Neither the mayor nor the city’s public works administrator responded to three requests for comment.

Flooding wasn’t a huge issue in either city during Elsa, also a marked change from recent years.

In Tampa, that was a welcome victory for a place once famous for flooded streets after an afternoon thunderstorm.

For Vik Bhide, the city’s mobility director, it shows, he said, that if residents are willing to pay more in taxes (in this case assessments levied twice in the past decade), they will see benefits — and Tampa has so far in 2021.

“In West Tampa, particularly, it has made a big difference,” Bhide said.

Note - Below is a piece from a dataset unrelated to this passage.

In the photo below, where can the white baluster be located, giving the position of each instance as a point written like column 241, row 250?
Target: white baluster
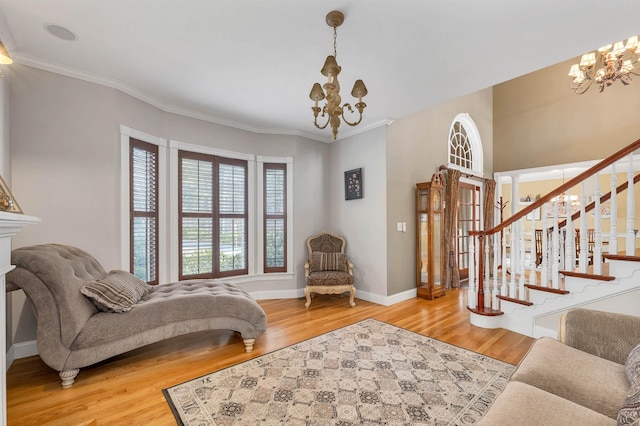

But South Tampa’s low elevation and proximity to water makes it a hard riddle to solve in the medium and long-term due to climate change, Bhide said.

Ultimately, if sea level rises to the level of the huge outfall pipes that funnel stormwater into the bay, there isn’t much that the city can do.

“We may have a structurally sound system within the city, but if the sea level rises to the level of the outfalls, there will be nowhere for the water to go,” Bhide said.

But, at least for now, the success of Tampa and St. Petersburg in keeping their streets, waterways and residents’ yards free of pollution and floodwaters is cause for kudos.

“It’s nothing short of amazing what Wastewater has accomplished in very short order,” Baird said.